Major League Soccer's commissioner, Don Garber, took some questions on twitter during Bayern Munich's 4-0 drubbing of Barcelona. Perhaps the best exchange took place between Garber and former LA Galaxy player Herculez Gomez.
@herculezg Because they tried to sign you and you declined. We would love to have you back.— Don Garber (@thesoccerdon) April 23, 2013
So we've got a player who has expressed interest in returning to MLS, wondering why Sporting Kansas City retains the right of first refusal. This rights bit means that if Gomez were to return to MLS, any interested club would have to buy those rights from Sporting. How does Gomez feel about this answer?
@thesoccerdon you mean that $20k (a year) raise (while so enticing) was a legit offer? I’m aware of the CBA, was a player rep. Saludos.— herculez gomez (@herculezg) April 23, 2013
So that's fun. Let's do some investigation. Under the current collective bargaining agreement there is the concept of a bonafide offer, and it's definition is worth reviewing (link):
"Bona Fide Offer" is an offer from MLS to an Out of Contract Player that meets the following minimum conditions: (1) for "25/4 players," contains a first-year salary at least equal to the player's 2010 annual base salary and for "30/8 players," contains a first-year salary at least 5% greater than the player's 2010 annual base salary; (2) a term of 1+1+1; (3) option year salaries that increase by at least 5% each year; (4) performance bonuses that are at least the same as the performance bonuses in the previous year of the player's contract.
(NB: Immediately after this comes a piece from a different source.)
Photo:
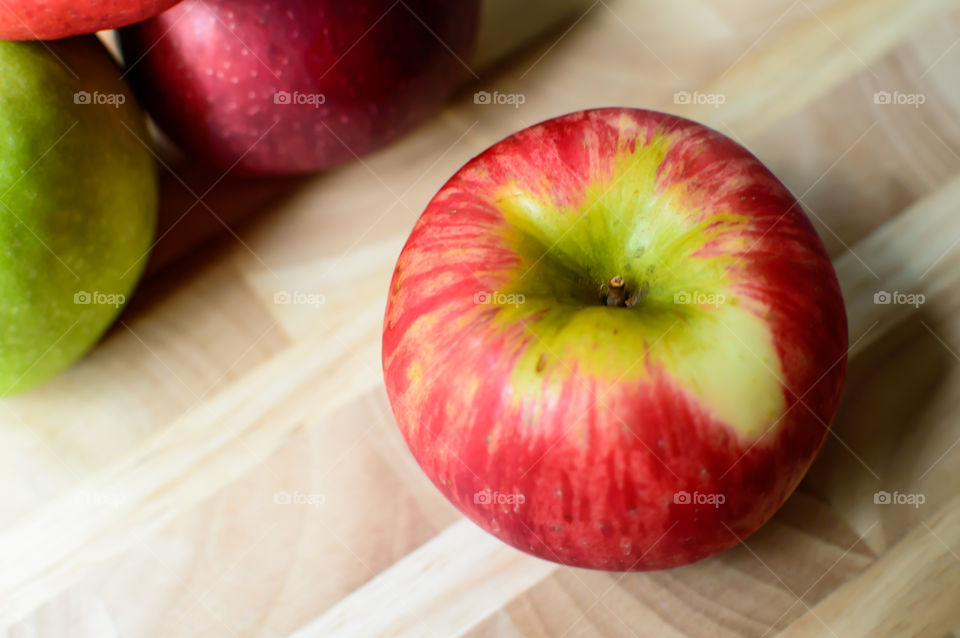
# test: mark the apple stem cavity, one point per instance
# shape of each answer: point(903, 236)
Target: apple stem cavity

According to the roster rules, a team holds the right of first refusal indefinitely if there are attempts to resign a player. So Herculez Gomez is out of contract with the Kansas City Wizards at the end of 2009, having made $54,408 the previous year. Gomez says he was offered a $20k raise, which would be $74,408 a year. That's well more than 5% of his previous base salary.
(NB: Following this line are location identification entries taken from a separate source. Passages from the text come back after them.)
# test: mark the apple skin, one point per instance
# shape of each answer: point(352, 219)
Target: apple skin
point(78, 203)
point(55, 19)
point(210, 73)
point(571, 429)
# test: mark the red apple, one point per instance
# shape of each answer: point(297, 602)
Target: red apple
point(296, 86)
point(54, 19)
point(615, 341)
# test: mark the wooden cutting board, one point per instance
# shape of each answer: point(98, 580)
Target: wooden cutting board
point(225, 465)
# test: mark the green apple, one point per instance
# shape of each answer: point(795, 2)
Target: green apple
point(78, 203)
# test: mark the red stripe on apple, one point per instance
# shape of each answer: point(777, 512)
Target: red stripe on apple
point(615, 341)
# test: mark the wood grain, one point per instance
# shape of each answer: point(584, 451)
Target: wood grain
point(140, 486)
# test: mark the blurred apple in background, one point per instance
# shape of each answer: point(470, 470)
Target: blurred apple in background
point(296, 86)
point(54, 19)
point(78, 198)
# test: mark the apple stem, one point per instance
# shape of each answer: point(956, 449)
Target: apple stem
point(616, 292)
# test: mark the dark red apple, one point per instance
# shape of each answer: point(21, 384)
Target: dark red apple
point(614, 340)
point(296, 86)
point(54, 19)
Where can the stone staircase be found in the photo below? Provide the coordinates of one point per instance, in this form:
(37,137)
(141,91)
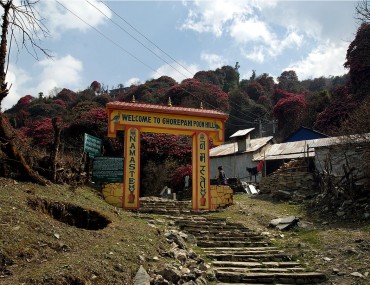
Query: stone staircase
(240,256)
(161,206)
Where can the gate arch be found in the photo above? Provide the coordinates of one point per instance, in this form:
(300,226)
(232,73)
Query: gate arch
(200,124)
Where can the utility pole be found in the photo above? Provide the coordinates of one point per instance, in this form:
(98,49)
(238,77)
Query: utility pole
(260,126)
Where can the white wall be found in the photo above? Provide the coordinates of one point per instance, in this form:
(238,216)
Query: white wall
(234,166)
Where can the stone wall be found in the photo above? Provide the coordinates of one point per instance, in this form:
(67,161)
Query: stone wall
(221,196)
(112,193)
(287,181)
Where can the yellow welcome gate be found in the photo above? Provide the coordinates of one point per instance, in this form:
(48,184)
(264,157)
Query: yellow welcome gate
(200,124)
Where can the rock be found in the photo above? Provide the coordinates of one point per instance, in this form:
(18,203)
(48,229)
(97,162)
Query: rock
(159,280)
(203,267)
(284,223)
(201,281)
(174,236)
(142,277)
(180,255)
(171,274)
(357,274)
(191,282)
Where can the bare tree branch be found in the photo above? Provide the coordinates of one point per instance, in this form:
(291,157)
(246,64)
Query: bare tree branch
(363,11)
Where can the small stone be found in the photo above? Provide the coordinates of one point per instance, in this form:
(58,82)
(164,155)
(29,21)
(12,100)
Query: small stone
(357,274)
(340,213)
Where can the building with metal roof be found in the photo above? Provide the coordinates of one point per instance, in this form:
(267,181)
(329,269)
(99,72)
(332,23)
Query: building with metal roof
(236,156)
Liga MX is just as stingy with salary information as MLS, perhaps more-so as at least MLS salary information comes out eventually through the players union. Still, it's safe to assume Gomez is making more than $75k abroad in Mexico. It's also safe to assume it's less than the MLS minimum DP salary, as knowing he has DP leverage appears to be part of why he wants to return to MLS.
However, the MLS right of first refusal puts Gomez in a similar situation to the one he's complained about in Mexico; lack of free agency. Twitter has given players a chance to vocalize their frustration with this process, Robbie Rogers being another who has spoken up about it.
It's not easy being a professional soccer player in North America.
Herculez Gomez and the right of first refusal wasn't the only topic Don Garber got to touch on.
- Most of the other questions were about MLS expansion (folk love talking about expansion). St. Louis came up, and Garber mentioned the Manchester City friendly could kindle interest.
- On the Queens Stadium situation, it was talked about in the executive staff meeting this morning but it wasn't specified what they talked about.
- He also said he loves what's happening in Orlando. Miami was mentioned briefly.
- He also began the session by saying he thought thirty teams, the current capacity of most of the other major US leagues, would be too much for MLS. So how far MLS expands beyond twenty is a very interesting question.